The β₂-adrenoceptor (β₂AR) couples to the G-protein G_s to activate adenylyl cyclase. Intriguingly, several studies have demonstrated that the β₂AR can also interact with G-proteins of the G_i- and G_q-family. To assess the efficiency of β₂AR interaction with various G-protein α-subunits (G_xα), we expressed fusion proteins of the β₂AR with the long (G_{sα L}) and short (G_{sα S}) splice variants of G_sα, the G_i-proteins G_{iα 2} and G_{iα 3}, and the G_q-proteins G_qα and G_16α in Sf9 cells. Fusion proteins provide a rigorous approach for comparing the coupling of a given receptor to G_xα because of the defined 1:1 stoichiometry of receptor and G-protein and the efficient coupling.
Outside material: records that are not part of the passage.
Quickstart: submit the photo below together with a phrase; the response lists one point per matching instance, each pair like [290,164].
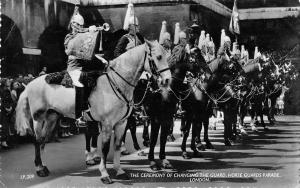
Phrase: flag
[234,21]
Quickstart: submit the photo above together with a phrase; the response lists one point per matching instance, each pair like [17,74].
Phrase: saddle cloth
[88,79]
[60,78]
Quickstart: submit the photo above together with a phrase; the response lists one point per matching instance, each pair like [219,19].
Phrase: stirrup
[80,122]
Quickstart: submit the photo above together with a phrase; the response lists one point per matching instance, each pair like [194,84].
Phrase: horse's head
[196,60]
[156,63]
[232,67]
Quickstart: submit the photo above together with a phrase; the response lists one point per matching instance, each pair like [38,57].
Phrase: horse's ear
[149,43]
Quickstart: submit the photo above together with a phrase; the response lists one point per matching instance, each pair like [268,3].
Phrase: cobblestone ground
[261,159]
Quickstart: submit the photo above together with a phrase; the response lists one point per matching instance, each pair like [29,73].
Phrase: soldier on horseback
[79,57]
[224,50]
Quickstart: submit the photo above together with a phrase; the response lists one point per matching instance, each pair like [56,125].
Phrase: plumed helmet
[129,15]
[222,37]
[162,31]
[227,39]
[133,20]
[201,39]
[77,18]
[176,33]
[164,37]
[182,35]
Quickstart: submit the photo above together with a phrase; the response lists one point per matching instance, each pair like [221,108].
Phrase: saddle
[88,79]
[60,78]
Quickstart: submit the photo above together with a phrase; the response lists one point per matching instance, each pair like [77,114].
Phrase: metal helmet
[77,18]
[165,36]
[182,35]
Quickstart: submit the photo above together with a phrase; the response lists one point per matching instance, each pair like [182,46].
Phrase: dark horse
[161,106]
[200,109]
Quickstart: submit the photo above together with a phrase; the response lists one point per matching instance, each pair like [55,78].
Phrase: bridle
[153,68]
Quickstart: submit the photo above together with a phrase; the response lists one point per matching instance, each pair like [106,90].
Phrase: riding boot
[79,102]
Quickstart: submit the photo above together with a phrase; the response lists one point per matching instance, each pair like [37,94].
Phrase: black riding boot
[79,101]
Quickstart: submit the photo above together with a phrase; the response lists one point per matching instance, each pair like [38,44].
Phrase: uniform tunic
[73,62]
[127,42]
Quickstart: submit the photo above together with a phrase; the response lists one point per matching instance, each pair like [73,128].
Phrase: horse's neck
[179,72]
[214,65]
[130,64]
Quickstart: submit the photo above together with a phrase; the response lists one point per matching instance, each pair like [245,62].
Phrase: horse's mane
[214,65]
[128,55]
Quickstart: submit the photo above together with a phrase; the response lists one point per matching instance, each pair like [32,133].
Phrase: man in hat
[130,40]
[224,50]
[194,34]
[166,42]
[75,63]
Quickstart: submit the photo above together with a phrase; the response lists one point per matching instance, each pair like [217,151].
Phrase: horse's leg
[118,131]
[155,125]
[41,170]
[226,127]
[186,132]
[43,124]
[206,139]
[170,136]
[105,135]
[124,150]
[272,110]
[146,136]
[196,133]
[95,133]
[252,115]
[88,137]
[165,129]
[196,129]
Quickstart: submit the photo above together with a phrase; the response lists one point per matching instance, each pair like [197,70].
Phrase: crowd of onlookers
[10,90]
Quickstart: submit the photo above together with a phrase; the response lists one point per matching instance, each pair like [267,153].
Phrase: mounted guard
[80,47]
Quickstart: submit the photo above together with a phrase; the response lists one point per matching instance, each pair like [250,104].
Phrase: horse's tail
[23,116]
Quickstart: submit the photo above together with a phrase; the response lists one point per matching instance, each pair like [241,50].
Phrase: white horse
[110,102]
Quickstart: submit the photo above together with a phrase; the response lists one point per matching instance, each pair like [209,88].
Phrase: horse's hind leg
[105,135]
[185,131]
[41,170]
[206,139]
[118,131]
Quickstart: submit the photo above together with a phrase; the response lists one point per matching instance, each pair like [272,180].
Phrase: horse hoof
[90,162]
[97,160]
[155,167]
[142,154]
[173,138]
[167,166]
[125,152]
[185,155]
[227,143]
[106,180]
[201,147]
[169,139]
[197,154]
[209,146]
[123,176]
[44,172]
[146,143]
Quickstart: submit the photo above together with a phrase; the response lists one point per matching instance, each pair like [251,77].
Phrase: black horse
[161,106]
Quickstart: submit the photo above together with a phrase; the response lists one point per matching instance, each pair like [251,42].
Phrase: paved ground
[270,159]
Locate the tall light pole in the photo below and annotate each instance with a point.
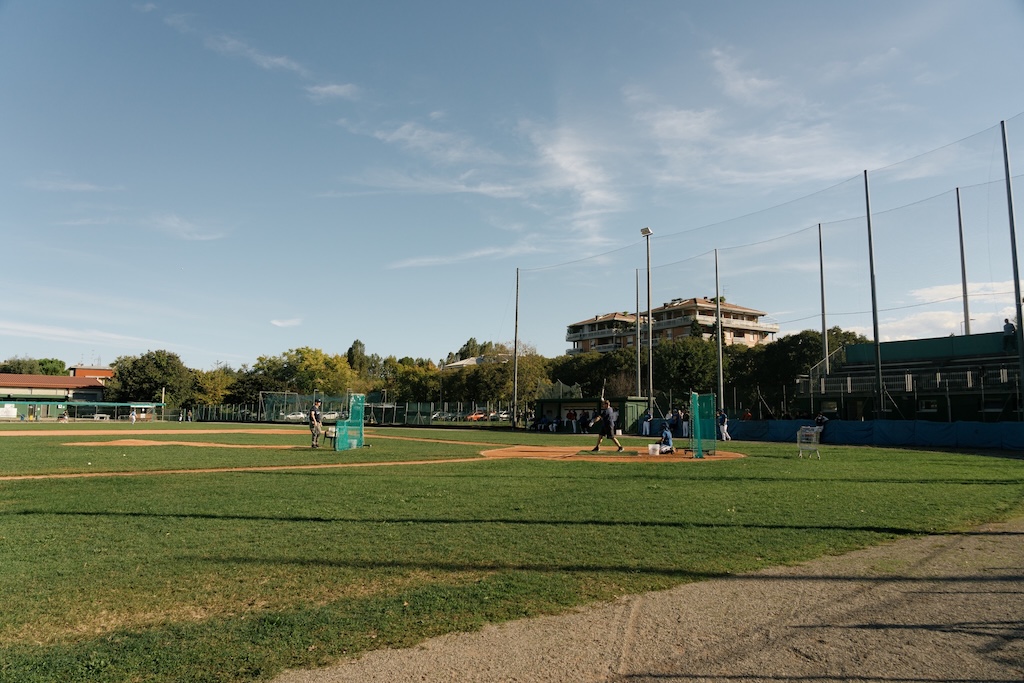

Here, we show that the β₂AR couples to G_s-, G_i-, and G_q-proteins as assessed by ternary complex formation and ligand-regulated guanosine 5′-O-(3-thiotriphosphate) (GTPγS) binding. The combined analysis of ternary complex formation, GTPγS binding, agonist efficacies, and agonist potencies revealed substantial differences in the interaction of the β₂AR with the various classes of G-proteins. Comparison of the coupling of the β₂AR and formyl peptide receptor to G_{iα 2} revealed receptor-specific differences in the kinetics of GTPγS binding. We also detected highly efficient stimulation of GTPγS dissociation from G_{sα L}, but not from G_qα and G_16α, by a β₂AR agonist. Moreover, we show that the 1:1 stoichiometry of receptor to G-protein in fusion proteins reflects the in vivo stoichiometry of receptor/G-protein coupling more closely than was previously assumed. Collectively, our data show 1) that the β₂AR couples differentially to G_s-, G_i-, and G_q-proteins, 2) that there is ligand-specific coupling of the β₂AR to G-proteins, 3) that receptor-specific G-protein conformational states may exist, and 4) that nucleotide dissociation is an important mechanism for G-protein deactivation.